Another advantage of Supermicro's solutions is its direct liquid-cooling (DLC) technology. Traditionally, computing hardware is cooled by moving air across the unit, which isn't the most efficient way to cool these units. Supermicro's DLC technology moves liquid across the surface (contained in tubes), which is a far more efficient way to cool them. Furthermore, because these units don't have to account for airflow, Supermicro's clients can pack more server racks into a given space, which helps decrease building costs. Supermicro estimates that this provides up to 40% energy savings and 80% space savings.
Supermicro also has key partnerships in the industry, most notably with Nvidia. Nvidia's most powerful chip, based on Blackwell architecture, can be placed in servers purpose-built to hold those exact GPUs, helping users squeeze out every last bit of performance from these chips.
Supermicro's latest results weren't the company's best
In Supermicro's third quarter of fiscal year 2025 (ended March 31), sales rose 19% year over year to $4.6 billion. While that's solid growth, the company faces some headwinds due to tariffs. Supermicro also faces some headwinds moving into next quarter, with revenue expected to be about $6 billion at the midpoint of guidance, indicating 13% growth.

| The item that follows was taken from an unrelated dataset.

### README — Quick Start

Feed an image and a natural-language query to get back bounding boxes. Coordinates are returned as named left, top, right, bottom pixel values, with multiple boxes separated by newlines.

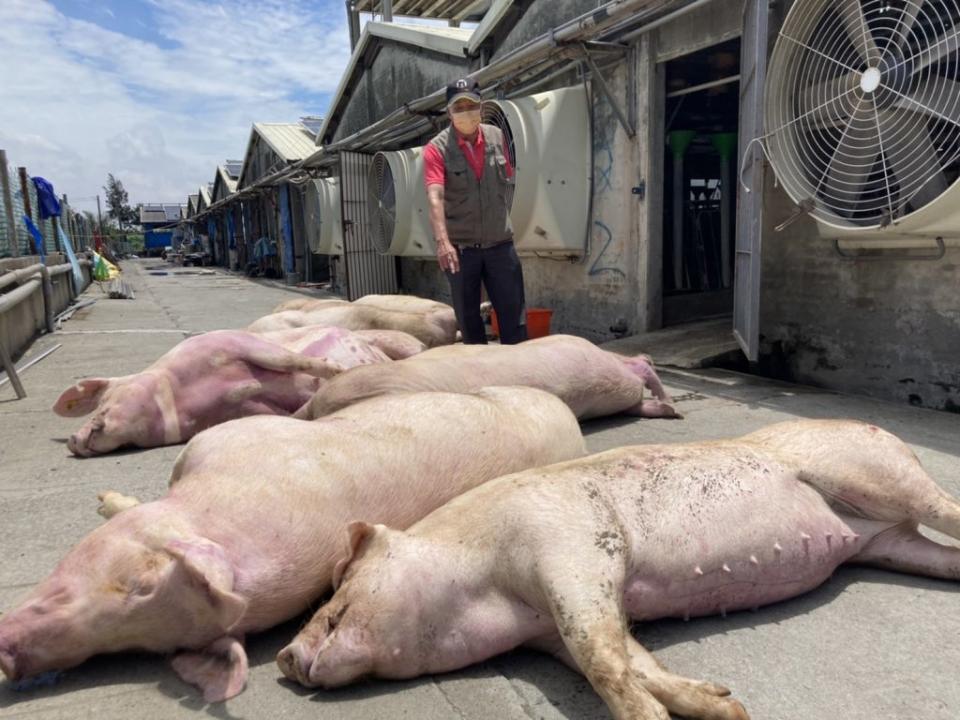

However, one area where Supermicro shines is its valuation, as shares can be scooped up for a dirt-cheap level. Supermicro's stock trades for just 15.2 times fiscal year 2026's earnings, which is far cheaper than most of the AI stocks in the market, which commonly trade in the high-20s to the low-30s range.
SMCI PE Ratio (Forward 1y) data by YCharts
As Supermicro figures out tariffs and shifts supply chains around, it could see its growth start to reaccelerate, as AI demand is still massive. Nvidia forecast, using third-party data, that data center capital expenditures would reach $400 billion in 2024 but could rise to $1 trillion by 2028. Should this occur, Supermicro will see its business rapidly expand due to the field in which it's playing.
That kind of growth could send Supermicro's stock soaring if it can capture the bulk of server infrastructure, making Supermicro a potentially fantastic buy to capitalize on the AI arms race that's still heating up.